第289話 エミリーとリョウ
試合当日
観客席では、
「リョウが出るのか!」
スタメン発表に驚きの声があがる中
「リョウがいる・・・」
エミリーがレオンと共に試合を見にきていた。
エミリーは日本にいる間にリョウと会うことは出来なかった。何度か要望はしたがエミリー達の護衛がリチャードを倒した源家に行くことを警備の理由から拒絶し、機会を得れなかった。
そして、帰国し落ち込むエミリーを気晴らしに試合に連れて来たのだが。
「お父さん、リョウがいるよ!」
「そ、そうだね、なんでドイツ代表にいるかはわからないが・・・」
「ねえ、会いにいこ!」
「いや、それは出来ない、イングランド側の人間だし、せめて試合が終わってからにしよう。」
「うー、でも!」
「仕方ない、エミリーだけなら許されるかも知れないな、すまないが行くことが出来るか確認してもらえないだろうか?」
「かしこまりました。」
スタッフに確認を取った所、
「試合前ですので、話す事は難しいかと、入場の時にエスコートキッズとしてなら、なんとかなるかもとの事でした。」
「私、エスコートキッズをやるよ!」
エミリーがリョウのエスコートキッズになった。
入場前、入口に集まっていた。
「うー緊張するな。」
「リョウ、頼んだぞ。予選突破はお前にかかってる。
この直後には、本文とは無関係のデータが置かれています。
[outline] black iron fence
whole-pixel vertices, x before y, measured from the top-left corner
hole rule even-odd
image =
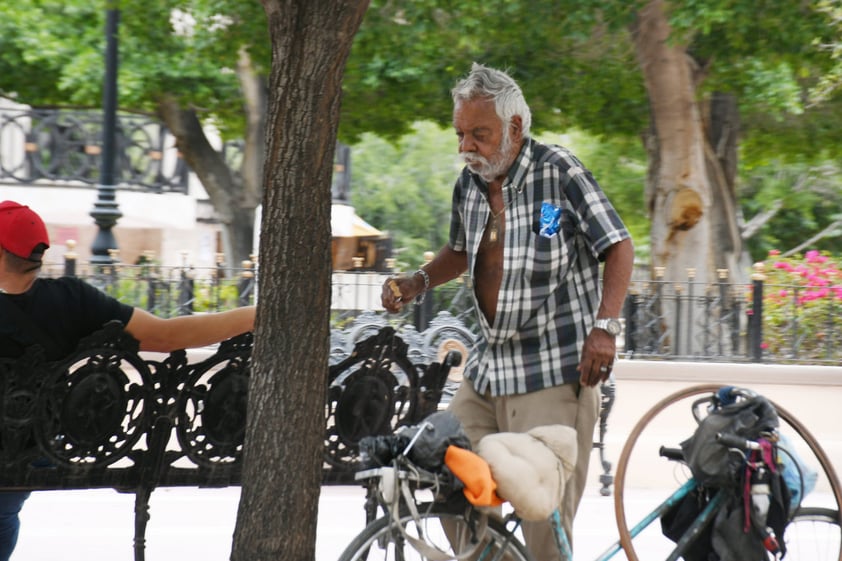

」
「プレッシャーを増すな~」
「ははは、お前はただ二点差をつけてくれたらいいんだよ、細かい事は気にしなくていいぞ。」
「それが重いんだよ!」
「リョウ。」
「ん?あれ?エミリーか?」
「はい、先日は申し訳ありませんでした。」
「エミリーが気にする事じゃないけど?なんでここにいるの?」
「リョウに会いたくて来ました・・・」
「じゃあ、元々は別の人だったの?」
「はい、無理言って代わってもらいました。」
「それはそれ、ダメだよ。ちゃんと謝らないとね。」
「はい、もちろんです。」
「せっかくの代表戦に来れる機会だったんだからね、おーい、クロー。」
「なんだ?」
「なぁ、クローは人気あるんだよな?」
「失礼な奴だな、人気あるよ!」
「じゃあ、あとでサインもらえないか?」
「なんで?」
「この子が無理にエスコートキッズを代わってもらったようなんだけど、代わってもらった子が可哀想だからクローのサインをあげようかなと思ってね。」
「それなら後でユニフォームにみんなでサインを書いたらいいだろ?それより、その子は?」
「エミリーって言って、知り合いなんだ。」
「知り合い?ということはお前に会いに来たのか?」
「そうみたい、ちょっと以前にもめちゃってね、会う機会がなかったから、無理に来たみたいなんだけど。」
「何があったんだよ、っと、それより入場だぞ、並べ並べ。」
「あいよ、エミリーも並ぶよ。」
「はい。」
「さて、リョウ、行くぞ、」
俺はスタジアムに入場した。
エミリーと手を繋いで。
「あれ?ねえ、アズサさん、リョウくんと手を繋いでいるの、エミリーちゃんじゃない?」
「ほんとだ、なんでここに?ってドイツ側にいたらダメでしょ。」
「しかも、リョウくんと手を繋ぐなんて!」
「うー、うらやましい。私も手を繋いで入場したいなぁ。」
ミウとアズサはVIP席よりリョウとエミリーを見ていた。